„Weder blitzartig noch entscheidend“
- Oleksjy Melnyk (Foto: Rasumkow-Zentrum Kiew), 60, früherer Kampfflieger und Berater des ukrainischen Verteidigungsministers, jetzt führender Experte des Kiewer Rasumkow-Zentrums für internationale Sicherheit, spricht im Interview mit Stefan Scholl über die Bedeutung westlicher Kampfpanzer für die bevorstehenden Militäroperationen und über die Gefahr einer nuklearen Eskalation.
Nach monatelangen Diskussionen ist der Westen bereit, der Ukraine Hunderte Panzer zu liefern. Aber das wird Monate dauern, die Abrams sollen aus den USA erst Ende des Jahres ankommen. Wird die ukrainische Offensive sich verschieben?
Ich würde den Zeitpunkt dieser Offensive nicht von den Panzerlieferungen abhängig machen. Die
Ukraine kann nicht elf Monate auf die Abrams warten. Russland will den Konflikt ganz offensichtlich in die Länge ziehen. Die Ukraine aber kann es sich nicht erlauben, auf unbestimmte Zeit im Positionskrieg zu verharren.
Es gibt zu viele Unbekannte, die die Unterstützung für die Ukraine aus dem Westen sowie die eigene Widerstandskraft infrage stellen können.
Ihre Generäle planen also noch nicht mit den Leopord- oder Abrams-Panzern?
Doch. Unser Oberkommando kann nicht alle Kampfpanzer, die ihm jetzt zur Verfügung stehen, in einen Angriff werfen. Aber wenn es heute weiß, dass es in den nächsten Monaten 30 bis 100 neue Panzer erhält, kann es mehr Reserven einsetzen.
Was bedeutet das Auftauchen der Nato-Panzer auf dem Schlachtfeld?
Es gibt Vor- und Nachteile. Unsere Besatzungen kennen sich bestens mit den Sowjetpanzern aus, in denen sie jetzt kämpfen. Technologisch werden die Nato-Panzer mit ihren modernen Kommunikationssystemen effektiver sein, dafür müssen unsere Panzersoldaten aber das nötige Training absolviert haben. Der Einsatz dieser Panzer wird keine blitzartige oder entscheidende Wirkung haben.
Das klingt pessimistisch.
Auch die HIMARS-Raketensysteme der USA haben das Kriegsgeschehen ja nicht auf den Kopf gestellt. Aber sie haben unseren Truppen ganz neue Möglichkeiten zur Verteidigung und zum Angriff gegeben.
Und hundert zusätzliche Panzer hätten unserer Offensive im Gebiet Charkow deutlich mehr Breite oder Tiefe gegeben.

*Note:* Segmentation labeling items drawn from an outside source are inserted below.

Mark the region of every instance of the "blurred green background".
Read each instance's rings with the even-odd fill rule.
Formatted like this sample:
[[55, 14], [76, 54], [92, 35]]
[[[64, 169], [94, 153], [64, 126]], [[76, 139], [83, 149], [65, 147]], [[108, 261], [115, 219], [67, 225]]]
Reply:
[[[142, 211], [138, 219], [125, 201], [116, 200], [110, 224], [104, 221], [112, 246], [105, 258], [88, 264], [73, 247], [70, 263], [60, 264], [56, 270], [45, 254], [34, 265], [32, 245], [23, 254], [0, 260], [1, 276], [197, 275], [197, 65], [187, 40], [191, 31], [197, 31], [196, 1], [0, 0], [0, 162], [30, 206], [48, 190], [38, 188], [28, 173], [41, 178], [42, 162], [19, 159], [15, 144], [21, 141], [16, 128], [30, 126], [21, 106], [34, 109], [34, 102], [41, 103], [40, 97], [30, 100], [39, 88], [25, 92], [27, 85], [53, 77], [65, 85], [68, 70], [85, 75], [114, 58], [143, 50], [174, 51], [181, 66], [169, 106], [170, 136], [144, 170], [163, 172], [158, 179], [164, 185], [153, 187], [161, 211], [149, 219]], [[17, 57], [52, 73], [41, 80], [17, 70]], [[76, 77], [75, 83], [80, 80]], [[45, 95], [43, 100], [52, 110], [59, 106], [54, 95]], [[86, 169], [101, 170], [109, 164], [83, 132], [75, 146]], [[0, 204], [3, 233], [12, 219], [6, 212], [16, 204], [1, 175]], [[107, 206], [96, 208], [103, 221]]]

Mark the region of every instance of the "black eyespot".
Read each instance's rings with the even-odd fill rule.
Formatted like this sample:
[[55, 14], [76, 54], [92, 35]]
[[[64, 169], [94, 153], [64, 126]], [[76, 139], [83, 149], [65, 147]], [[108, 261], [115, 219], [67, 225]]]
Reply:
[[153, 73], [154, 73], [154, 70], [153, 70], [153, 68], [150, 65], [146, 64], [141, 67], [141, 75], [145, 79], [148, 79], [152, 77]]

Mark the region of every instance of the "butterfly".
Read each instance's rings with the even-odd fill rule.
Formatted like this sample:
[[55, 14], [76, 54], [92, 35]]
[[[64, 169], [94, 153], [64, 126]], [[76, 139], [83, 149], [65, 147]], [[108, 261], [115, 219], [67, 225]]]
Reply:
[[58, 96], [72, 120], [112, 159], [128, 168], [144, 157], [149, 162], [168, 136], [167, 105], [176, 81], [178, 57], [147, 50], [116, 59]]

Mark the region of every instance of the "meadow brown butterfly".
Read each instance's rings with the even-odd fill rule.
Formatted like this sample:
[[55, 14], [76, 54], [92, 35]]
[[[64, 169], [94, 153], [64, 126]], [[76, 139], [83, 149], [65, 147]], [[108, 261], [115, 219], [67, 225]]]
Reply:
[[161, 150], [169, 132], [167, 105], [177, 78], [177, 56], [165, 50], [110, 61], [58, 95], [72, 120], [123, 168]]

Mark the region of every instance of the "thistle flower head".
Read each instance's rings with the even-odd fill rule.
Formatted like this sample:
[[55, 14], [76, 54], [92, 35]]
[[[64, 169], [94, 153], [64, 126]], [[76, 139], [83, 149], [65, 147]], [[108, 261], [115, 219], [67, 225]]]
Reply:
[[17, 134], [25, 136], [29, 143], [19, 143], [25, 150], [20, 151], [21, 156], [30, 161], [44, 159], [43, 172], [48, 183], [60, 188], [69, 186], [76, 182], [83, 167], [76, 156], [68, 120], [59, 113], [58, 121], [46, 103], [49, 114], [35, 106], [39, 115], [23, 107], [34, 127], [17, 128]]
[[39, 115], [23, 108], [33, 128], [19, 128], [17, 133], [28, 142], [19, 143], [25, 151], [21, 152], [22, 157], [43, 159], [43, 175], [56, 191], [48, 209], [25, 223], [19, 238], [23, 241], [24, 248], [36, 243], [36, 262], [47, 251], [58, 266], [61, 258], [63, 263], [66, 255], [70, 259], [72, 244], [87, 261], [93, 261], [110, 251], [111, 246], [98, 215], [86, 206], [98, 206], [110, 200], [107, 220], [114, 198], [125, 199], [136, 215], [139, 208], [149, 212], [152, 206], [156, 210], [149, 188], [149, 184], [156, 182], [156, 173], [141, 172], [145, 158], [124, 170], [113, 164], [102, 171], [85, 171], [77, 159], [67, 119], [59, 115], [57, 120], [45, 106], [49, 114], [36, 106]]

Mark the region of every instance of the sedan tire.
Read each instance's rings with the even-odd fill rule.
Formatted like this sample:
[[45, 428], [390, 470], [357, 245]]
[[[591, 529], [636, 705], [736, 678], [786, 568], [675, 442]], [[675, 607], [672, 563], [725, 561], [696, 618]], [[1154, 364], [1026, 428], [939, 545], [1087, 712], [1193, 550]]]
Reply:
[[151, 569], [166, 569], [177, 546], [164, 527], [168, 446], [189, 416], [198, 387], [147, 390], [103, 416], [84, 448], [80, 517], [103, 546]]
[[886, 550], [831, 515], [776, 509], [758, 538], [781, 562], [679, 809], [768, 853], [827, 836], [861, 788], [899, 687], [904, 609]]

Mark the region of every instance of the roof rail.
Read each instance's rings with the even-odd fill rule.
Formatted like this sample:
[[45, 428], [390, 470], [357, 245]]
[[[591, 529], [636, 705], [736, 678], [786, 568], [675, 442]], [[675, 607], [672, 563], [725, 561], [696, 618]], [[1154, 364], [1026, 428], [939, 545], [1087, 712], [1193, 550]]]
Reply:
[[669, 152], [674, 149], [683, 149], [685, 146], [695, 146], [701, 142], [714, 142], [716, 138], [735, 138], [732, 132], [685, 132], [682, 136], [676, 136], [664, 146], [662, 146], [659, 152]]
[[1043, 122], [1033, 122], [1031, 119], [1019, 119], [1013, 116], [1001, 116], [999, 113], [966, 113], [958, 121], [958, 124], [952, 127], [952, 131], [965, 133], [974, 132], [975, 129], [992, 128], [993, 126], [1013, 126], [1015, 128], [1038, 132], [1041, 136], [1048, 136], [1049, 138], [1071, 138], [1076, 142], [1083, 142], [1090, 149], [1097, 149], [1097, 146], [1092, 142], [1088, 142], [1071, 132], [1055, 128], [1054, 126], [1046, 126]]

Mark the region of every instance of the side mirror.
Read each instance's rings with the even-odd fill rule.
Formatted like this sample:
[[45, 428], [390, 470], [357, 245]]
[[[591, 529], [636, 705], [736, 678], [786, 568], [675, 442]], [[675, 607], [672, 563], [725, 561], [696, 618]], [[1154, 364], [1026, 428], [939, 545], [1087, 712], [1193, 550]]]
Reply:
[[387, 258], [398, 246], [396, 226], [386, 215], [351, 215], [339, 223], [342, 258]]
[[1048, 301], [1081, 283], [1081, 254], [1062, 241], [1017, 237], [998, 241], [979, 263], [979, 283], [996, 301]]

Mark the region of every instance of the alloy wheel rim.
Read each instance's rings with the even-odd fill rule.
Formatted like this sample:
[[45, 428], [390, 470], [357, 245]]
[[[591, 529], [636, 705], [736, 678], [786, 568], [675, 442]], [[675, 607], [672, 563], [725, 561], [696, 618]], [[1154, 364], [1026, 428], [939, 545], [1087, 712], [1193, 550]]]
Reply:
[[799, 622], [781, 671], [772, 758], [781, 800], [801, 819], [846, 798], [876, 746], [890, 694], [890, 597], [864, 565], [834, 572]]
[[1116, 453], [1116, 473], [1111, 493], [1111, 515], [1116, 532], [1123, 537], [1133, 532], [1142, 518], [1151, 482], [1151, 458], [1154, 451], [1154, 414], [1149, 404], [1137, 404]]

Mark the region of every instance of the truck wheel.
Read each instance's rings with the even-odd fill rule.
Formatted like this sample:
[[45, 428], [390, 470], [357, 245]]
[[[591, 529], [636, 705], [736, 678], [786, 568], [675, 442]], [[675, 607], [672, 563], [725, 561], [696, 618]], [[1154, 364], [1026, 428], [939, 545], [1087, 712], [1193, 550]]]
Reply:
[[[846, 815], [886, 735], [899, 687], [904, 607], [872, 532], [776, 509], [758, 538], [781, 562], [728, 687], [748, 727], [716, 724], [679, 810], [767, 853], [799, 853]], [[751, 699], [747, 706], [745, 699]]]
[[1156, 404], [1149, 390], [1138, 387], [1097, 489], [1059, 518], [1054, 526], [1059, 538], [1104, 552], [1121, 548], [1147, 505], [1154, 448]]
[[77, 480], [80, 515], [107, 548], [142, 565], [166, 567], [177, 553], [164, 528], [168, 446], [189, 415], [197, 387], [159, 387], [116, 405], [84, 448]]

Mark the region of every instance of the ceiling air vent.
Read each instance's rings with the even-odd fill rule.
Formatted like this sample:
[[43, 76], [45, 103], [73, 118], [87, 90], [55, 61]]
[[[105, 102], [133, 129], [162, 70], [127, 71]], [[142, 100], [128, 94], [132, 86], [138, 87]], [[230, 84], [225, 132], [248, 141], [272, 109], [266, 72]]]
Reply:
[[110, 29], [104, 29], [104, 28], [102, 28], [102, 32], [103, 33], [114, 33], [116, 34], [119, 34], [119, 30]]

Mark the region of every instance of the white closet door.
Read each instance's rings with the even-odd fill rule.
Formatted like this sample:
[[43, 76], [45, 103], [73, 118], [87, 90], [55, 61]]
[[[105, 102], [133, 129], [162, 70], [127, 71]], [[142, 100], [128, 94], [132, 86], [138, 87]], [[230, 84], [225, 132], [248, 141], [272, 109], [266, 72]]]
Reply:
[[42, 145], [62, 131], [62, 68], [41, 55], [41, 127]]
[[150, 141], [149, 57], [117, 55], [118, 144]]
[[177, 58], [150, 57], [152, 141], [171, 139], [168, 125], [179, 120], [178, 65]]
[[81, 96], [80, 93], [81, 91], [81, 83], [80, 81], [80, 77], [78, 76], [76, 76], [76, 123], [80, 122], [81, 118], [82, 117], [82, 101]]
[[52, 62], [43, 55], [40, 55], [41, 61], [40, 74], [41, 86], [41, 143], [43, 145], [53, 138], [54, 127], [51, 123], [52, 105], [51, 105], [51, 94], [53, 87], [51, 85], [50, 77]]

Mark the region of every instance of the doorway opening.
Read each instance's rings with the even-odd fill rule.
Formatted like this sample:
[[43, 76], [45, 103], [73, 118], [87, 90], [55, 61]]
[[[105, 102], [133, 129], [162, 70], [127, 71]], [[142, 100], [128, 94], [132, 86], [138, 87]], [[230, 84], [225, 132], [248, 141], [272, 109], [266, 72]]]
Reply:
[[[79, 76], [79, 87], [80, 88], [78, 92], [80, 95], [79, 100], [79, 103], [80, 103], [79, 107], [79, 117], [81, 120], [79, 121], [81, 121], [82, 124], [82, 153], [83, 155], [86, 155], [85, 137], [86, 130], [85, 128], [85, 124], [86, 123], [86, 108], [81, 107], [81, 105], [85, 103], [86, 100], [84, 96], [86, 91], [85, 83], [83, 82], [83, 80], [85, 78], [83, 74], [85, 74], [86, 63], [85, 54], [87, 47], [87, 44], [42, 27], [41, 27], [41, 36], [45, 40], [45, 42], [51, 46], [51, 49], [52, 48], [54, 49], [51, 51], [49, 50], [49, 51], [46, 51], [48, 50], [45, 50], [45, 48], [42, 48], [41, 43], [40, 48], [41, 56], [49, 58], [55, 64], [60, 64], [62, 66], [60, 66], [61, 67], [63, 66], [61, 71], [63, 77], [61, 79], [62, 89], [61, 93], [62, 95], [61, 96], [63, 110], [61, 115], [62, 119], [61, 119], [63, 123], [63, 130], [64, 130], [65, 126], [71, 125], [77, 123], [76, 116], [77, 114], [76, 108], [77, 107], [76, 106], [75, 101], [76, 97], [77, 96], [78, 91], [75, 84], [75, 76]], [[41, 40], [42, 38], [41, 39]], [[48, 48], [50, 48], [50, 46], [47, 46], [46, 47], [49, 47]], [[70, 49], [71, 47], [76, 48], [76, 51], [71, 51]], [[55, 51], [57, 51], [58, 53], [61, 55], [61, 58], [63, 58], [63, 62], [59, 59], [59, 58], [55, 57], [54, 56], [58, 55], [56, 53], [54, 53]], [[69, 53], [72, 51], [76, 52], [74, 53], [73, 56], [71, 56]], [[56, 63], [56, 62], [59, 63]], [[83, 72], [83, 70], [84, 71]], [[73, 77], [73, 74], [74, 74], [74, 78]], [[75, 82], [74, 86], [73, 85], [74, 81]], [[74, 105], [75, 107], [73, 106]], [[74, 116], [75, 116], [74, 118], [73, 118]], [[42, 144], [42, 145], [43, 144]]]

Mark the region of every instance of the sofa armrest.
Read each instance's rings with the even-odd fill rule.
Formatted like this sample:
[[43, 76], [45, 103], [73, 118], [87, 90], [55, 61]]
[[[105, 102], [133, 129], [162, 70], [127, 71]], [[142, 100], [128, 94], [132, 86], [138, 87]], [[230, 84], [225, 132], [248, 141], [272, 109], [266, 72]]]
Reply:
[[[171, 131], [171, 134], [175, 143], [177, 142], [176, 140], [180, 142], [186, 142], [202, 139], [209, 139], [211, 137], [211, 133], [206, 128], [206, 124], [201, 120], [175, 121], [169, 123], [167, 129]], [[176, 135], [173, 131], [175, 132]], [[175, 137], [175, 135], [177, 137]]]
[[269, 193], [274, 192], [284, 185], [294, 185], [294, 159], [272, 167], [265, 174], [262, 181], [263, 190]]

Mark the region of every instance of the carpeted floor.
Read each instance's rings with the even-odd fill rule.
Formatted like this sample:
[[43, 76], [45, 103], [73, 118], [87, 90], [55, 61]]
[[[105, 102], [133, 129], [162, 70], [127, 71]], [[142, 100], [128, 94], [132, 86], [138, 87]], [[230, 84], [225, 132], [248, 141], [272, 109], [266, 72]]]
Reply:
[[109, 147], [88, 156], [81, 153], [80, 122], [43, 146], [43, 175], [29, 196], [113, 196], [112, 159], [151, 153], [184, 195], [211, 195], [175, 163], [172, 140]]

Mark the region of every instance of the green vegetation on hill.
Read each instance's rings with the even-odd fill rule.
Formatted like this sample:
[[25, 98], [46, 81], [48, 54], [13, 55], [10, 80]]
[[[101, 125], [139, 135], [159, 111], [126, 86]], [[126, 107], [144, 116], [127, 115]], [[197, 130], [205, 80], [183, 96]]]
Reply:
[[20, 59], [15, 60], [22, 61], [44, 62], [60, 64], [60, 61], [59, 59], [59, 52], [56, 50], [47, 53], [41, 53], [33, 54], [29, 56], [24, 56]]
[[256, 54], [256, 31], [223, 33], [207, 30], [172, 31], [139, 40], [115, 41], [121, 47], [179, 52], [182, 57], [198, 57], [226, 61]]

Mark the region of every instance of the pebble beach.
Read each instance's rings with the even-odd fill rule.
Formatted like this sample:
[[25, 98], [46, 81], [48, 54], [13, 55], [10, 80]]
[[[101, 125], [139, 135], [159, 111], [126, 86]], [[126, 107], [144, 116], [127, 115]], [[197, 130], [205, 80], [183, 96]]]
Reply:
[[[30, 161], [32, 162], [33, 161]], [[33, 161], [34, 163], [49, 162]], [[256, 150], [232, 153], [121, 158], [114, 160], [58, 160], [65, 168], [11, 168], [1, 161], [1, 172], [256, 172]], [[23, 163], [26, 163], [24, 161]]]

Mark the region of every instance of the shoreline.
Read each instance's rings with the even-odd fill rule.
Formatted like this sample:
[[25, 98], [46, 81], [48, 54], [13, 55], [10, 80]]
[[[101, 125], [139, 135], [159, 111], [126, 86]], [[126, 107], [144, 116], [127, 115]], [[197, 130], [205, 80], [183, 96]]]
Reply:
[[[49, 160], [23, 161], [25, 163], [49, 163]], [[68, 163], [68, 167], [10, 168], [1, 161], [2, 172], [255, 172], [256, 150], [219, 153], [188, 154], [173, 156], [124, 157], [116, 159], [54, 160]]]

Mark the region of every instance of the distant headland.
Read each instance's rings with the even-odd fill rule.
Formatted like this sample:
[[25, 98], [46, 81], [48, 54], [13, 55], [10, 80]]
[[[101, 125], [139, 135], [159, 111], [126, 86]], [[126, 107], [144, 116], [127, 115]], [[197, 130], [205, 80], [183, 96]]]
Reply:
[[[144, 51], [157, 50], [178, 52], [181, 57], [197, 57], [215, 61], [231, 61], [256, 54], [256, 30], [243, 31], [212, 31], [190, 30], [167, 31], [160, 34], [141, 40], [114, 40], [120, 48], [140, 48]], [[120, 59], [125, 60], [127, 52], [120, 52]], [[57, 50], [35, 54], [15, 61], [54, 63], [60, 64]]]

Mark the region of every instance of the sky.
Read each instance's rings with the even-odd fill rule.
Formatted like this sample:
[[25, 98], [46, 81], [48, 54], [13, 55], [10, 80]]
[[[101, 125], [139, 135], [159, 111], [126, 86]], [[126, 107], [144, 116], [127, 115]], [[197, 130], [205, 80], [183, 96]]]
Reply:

Im Westen fürchten viele Menschen, neue Waffen für die Ukraine bedeuteten neue Eskalation, bis hin zum Einsatz von Nuklearwaffen.
Das ist der Hauptdenkfehler unserer Partner seit Beginn des Krieges. Meiner Ansicht nach eskaliert Russland, sobald es die Möglichkeit dazu hat, unabhängig von unseren Aktionen oder den Waffenlieferungen unserer Partner. Der Einsatz von Atomwaffen ist sehr unwahrscheinlich. Wenn Putin anfängt zu überlegen, ob er auf den roten Knopf drücken soll, wird das nichts mit der Lieferung westlicher Panzer oder Flugzeuge zu tun haben, sondern damit, wie sehr er sich physisch bedroht fühlt.